Can gases be heated by absorbing laser light? I have a narrow gas jet, with a laser pointed at it. I want to figure out whether the gas will absorb any thermal energy from the laser photons, if they are at a wavelength that the gas can absorb.
For example, I have a 532nm laser, and a Ne gas jet. As far as I can tell from the (oddly contradictory?) sources I have seen, Ne has an absorption peak at 532nm. When it absorbs light from the laser, will it heat the gas up? Or will it simply excite an electron that later de-excites and produces another photon?
And if it does heat it up, is there any way I can get a figure on the added energy given the cross sections and laser power?
The only literature I can find on this topic just talks about gas-assisted heating of solid surfaces. Am I misunderstanding something here?
 A: The answer to the (general) title question is definitely 'yes,' and the answer to the more specific text is probably yes as well.

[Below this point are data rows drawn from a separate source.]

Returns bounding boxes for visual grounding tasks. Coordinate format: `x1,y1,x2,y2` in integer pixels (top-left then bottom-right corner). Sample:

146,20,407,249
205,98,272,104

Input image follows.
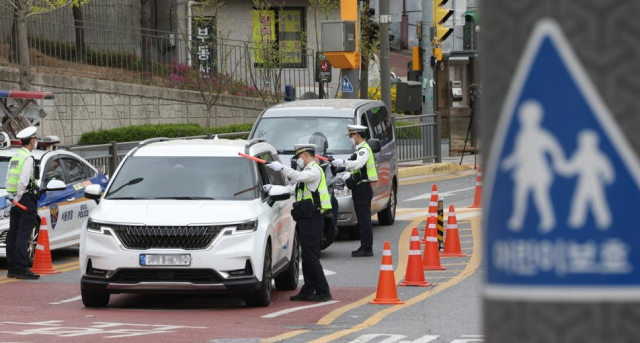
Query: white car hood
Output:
91,199,268,226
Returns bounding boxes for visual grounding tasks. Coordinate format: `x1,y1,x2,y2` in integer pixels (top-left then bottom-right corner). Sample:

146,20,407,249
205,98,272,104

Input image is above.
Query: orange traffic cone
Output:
422,217,447,270
422,183,439,232
469,166,482,208
398,227,431,287
440,205,467,257
369,241,404,305
31,217,60,274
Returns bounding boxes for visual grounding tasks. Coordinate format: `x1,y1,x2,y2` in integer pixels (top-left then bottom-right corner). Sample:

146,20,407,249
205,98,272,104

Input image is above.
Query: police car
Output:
0,132,108,264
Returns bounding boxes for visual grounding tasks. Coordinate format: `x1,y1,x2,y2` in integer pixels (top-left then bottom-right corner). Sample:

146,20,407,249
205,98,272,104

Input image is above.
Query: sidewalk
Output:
398,139,482,179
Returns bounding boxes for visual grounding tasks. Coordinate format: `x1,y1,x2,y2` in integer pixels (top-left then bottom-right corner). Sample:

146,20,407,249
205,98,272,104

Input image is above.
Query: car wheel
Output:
378,184,397,225
347,225,360,239
244,244,272,307
275,233,300,291
81,289,110,307
27,220,40,267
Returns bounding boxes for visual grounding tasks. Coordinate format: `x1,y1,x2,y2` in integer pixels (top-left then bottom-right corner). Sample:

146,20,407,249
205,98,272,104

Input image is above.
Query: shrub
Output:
396,121,422,139
78,124,253,145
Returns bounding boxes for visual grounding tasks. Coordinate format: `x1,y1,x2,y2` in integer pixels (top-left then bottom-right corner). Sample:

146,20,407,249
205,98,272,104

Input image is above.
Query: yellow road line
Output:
262,218,482,343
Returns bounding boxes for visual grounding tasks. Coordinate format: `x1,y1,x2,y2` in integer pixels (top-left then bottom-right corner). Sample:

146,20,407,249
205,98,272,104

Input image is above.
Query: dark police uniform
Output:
6,127,40,279
338,125,378,257
267,144,331,301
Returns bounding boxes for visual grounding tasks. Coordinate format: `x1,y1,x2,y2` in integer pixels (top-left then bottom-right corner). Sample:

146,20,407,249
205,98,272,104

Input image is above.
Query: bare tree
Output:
0,0,89,90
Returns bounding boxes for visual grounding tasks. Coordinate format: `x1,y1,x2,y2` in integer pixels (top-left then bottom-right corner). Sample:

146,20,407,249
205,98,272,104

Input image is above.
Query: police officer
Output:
264,144,331,302
331,125,378,257
6,126,40,279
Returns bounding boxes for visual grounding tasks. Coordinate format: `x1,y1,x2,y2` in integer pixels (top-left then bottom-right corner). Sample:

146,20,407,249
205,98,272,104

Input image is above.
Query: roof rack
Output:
244,138,267,154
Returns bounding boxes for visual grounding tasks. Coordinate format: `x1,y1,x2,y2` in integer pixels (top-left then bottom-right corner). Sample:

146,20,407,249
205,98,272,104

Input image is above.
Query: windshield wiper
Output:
108,177,144,197
153,197,216,200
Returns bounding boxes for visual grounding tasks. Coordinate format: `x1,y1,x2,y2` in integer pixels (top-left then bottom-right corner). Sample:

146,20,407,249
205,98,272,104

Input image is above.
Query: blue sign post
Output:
483,20,640,301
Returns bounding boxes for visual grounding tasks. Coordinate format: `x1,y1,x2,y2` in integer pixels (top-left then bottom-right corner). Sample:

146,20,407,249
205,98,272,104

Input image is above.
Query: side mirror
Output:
42,180,67,192
367,138,382,154
269,185,291,206
84,185,102,204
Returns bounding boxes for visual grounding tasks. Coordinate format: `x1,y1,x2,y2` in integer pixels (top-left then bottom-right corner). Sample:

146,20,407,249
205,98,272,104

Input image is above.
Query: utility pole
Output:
378,0,391,112
484,0,640,343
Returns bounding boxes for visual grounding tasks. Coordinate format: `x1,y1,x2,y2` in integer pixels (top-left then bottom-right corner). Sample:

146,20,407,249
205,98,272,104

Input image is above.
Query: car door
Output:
360,106,393,213
38,156,80,246
61,156,98,234
256,152,295,265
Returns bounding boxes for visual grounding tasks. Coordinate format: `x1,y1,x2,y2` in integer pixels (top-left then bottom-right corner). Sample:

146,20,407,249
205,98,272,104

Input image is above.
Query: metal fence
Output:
0,12,319,100
61,115,439,175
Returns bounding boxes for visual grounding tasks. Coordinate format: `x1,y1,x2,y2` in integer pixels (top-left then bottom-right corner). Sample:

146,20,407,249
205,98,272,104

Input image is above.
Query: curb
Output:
398,163,473,178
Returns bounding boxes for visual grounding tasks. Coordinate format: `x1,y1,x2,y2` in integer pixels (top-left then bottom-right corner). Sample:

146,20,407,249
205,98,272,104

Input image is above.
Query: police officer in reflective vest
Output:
264,144,331,302
331,125,378,257
6,126,40,279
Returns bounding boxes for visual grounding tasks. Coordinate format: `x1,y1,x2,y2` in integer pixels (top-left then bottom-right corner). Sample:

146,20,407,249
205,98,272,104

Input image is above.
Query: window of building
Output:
253,7,307,68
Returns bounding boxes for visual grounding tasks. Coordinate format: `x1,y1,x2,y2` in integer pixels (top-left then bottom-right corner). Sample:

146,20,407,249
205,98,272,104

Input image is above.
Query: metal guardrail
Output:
0,11,319,100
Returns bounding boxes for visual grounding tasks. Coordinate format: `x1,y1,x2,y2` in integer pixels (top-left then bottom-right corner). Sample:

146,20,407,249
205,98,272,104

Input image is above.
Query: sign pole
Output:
482,0,640,343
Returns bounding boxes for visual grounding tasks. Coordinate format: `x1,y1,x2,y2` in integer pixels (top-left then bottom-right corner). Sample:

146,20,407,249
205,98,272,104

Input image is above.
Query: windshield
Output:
0,157,11,188
105,156,259,200
252,117,355,156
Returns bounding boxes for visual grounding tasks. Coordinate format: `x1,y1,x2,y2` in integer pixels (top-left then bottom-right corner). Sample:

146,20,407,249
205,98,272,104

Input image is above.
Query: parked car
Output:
249,99,398,239
80,138,300,307
0,132,108,264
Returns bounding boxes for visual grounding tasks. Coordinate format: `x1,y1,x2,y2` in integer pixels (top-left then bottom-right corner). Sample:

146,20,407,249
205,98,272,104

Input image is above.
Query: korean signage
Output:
191,17,217,75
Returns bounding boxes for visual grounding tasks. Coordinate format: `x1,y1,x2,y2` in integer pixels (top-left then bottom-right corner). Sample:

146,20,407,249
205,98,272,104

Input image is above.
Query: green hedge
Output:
78,124,253,145
396,121,422,139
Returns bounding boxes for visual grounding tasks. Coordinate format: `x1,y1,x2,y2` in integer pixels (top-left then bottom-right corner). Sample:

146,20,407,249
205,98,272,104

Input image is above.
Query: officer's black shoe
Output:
305,293,333,302
16,271,40,280
351,249,373,257
289,293,312,301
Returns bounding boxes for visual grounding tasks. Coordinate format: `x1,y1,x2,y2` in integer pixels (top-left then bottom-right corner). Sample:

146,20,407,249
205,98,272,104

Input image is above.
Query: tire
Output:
27,220,40,267
275,233,300,291
347,225,360,239
244,244,272,307
81,289,110,308
378,183,398,225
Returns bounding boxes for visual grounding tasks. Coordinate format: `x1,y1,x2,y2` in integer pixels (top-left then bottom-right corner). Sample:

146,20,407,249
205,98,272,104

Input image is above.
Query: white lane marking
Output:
402,186,476,202
49,295,82,305
261,300,338,318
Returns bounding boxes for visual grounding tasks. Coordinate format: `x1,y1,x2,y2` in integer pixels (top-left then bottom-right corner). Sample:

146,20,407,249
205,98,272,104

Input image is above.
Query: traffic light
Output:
432,0,453,45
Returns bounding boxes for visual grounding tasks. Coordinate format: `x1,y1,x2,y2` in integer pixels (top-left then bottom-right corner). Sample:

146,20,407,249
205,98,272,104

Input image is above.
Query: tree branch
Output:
25,0,73,18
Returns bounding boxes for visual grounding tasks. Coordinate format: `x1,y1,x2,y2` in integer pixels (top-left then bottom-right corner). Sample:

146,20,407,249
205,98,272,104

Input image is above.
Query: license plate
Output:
140,254,191,266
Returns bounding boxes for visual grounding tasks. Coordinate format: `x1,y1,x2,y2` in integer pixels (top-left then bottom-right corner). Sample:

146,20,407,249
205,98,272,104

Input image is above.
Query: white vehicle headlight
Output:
233,220,258,233
87,218,111,234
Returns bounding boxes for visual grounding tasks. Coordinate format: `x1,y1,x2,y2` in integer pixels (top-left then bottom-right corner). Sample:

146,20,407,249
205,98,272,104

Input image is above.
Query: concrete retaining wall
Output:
0,67,265,145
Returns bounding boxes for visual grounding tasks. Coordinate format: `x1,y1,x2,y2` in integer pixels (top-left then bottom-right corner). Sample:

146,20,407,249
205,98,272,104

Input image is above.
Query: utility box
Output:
322,20,356,52
396,81,422,111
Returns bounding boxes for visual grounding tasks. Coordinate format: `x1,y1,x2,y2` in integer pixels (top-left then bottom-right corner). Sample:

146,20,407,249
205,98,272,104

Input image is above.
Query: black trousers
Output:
351,182,373,251
7,193,38,274
296,211,330,295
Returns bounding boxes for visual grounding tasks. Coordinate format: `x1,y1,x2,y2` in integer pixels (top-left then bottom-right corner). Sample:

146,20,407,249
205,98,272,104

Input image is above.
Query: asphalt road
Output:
0,171,482,343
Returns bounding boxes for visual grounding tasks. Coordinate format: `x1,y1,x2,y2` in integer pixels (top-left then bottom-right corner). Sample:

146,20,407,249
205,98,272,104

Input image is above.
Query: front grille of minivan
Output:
112,225,222,250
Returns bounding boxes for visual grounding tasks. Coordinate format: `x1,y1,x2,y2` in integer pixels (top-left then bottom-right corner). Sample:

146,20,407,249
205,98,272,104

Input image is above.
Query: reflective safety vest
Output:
296,162,331,213
351,142,378,184
6,149,35,194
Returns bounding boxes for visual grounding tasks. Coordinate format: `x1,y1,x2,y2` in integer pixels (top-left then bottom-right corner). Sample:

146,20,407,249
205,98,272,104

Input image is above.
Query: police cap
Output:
293,144,317,156
347,125,367,134
16,126,37,140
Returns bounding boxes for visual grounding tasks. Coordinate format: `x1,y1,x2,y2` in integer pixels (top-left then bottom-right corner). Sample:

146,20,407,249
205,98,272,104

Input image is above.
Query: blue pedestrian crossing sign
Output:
342,76,353,93
483,20,640,301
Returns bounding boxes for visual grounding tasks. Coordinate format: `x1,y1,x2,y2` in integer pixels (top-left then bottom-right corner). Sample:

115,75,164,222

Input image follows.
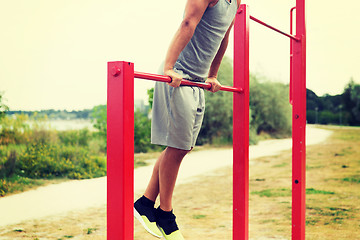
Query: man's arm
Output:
164,0,214,87
206,0,241,92
206,23,233,92
208,23,233,78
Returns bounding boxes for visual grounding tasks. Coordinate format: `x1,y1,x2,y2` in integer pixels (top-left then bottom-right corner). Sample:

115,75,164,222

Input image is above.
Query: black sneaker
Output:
134,196,162,238
156,207,184,240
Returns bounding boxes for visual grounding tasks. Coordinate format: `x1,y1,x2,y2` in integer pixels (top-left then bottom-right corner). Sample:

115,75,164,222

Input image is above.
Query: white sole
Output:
134,208,163,238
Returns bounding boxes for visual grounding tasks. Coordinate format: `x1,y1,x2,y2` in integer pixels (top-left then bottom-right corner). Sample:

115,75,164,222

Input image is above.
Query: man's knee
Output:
166,147,192,159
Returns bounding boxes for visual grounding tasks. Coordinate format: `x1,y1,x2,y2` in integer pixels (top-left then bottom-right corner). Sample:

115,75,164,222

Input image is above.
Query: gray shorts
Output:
151,70,205,150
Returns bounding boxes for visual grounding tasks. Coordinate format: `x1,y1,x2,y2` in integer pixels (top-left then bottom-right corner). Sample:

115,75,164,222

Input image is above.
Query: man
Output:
134,0,240,240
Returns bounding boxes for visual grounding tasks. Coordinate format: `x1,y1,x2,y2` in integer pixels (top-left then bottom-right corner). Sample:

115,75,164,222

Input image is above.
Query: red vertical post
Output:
292,0,306,240
107,62,134,240
233,4,250,240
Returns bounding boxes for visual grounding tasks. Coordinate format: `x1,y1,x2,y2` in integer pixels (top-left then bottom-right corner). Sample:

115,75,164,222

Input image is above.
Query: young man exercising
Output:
134,0,240,240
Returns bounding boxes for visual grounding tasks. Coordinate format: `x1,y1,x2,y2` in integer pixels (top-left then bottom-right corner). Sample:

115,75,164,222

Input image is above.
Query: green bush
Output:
57,128,91,147
16,143,106,179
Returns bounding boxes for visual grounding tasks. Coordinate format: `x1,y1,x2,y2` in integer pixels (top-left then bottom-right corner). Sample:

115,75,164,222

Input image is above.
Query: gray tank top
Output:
174,0,237,79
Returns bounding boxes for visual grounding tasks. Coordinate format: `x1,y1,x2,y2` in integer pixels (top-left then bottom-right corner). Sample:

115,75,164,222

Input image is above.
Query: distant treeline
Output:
306,80,360,126
6,109,93,120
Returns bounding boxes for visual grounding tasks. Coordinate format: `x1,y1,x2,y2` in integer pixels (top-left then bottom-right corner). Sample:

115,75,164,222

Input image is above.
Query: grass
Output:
0,127,360,240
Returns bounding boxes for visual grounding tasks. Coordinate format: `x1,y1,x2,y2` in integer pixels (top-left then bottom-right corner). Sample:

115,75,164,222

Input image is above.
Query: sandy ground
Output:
0,126,331,226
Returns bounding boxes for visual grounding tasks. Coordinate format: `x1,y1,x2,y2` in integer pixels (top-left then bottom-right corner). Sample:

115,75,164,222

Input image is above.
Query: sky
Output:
0,0,360,110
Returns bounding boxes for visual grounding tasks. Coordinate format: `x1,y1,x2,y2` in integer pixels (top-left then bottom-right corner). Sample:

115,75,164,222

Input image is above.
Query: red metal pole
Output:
134,72,243,93
292,0,306,240
233,4,250,240
289,7,296,105
107,62,134,240
250,16,299,41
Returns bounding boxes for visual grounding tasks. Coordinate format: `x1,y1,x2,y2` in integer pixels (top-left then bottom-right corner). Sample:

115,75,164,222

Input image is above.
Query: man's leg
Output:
159,147,190,211
144,149,166,202
144,147,190,208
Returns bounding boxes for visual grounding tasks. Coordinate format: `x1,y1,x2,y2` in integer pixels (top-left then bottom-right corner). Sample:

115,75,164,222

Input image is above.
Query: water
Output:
29,119,96,131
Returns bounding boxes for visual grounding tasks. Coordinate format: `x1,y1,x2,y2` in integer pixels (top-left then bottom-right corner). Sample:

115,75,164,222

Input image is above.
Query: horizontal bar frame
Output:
134,72,244,93
250,16,300,41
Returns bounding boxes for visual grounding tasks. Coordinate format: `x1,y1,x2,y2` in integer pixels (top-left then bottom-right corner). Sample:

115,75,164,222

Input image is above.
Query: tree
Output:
91,105,107,141
342,79,360,125
250,75,291,137
0,92,9,119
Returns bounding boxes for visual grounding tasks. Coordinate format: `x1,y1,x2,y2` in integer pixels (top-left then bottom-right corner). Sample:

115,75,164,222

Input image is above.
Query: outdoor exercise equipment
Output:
107,0,306,240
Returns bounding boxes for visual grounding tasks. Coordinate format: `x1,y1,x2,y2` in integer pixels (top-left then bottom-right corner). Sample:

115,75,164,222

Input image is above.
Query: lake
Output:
29,119,96,131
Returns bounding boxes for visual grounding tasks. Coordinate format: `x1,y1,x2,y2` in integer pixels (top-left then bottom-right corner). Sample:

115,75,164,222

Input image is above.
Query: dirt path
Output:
0,126,331,226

In the limit in which the only emission is stimulated emission by the 532 laser, then the effect of absorption is precisely counteracted by that of emission. This will only happen for light that has a strong intensity relative to the characteristic saturation intensity of the atomic transition. For light that is weaker than this, there will be both spontaneous emission and stimulated emission. Because the spontaneous emission is isotropic, it leads to random momentum kicks in every direction, and thus heating. If there are any alternate decay channels besides the driven transition, this can also lead to similar heating from random emission.
Just for fun, I should also point out that it's even possible to have a gas be cooled by laser light, by arranging things so that emission is preferentially in the opposite direction of the atom's motion. This relies on a careful engineering of the light detuning and balancing of non-cooling forces, and it's easy to get a little away from these conditions and cause runaway heating instead.
A good reference for light-atom interactions is Laser Cooling and Trapping by Metcalf and van der Straten. They mostly develop the theory for the simple case of an alkali atom with a hydrogen-like structure; I'm not sure exactly how this changes for an atom like neon but I suspect it allows more inelastic decay channels.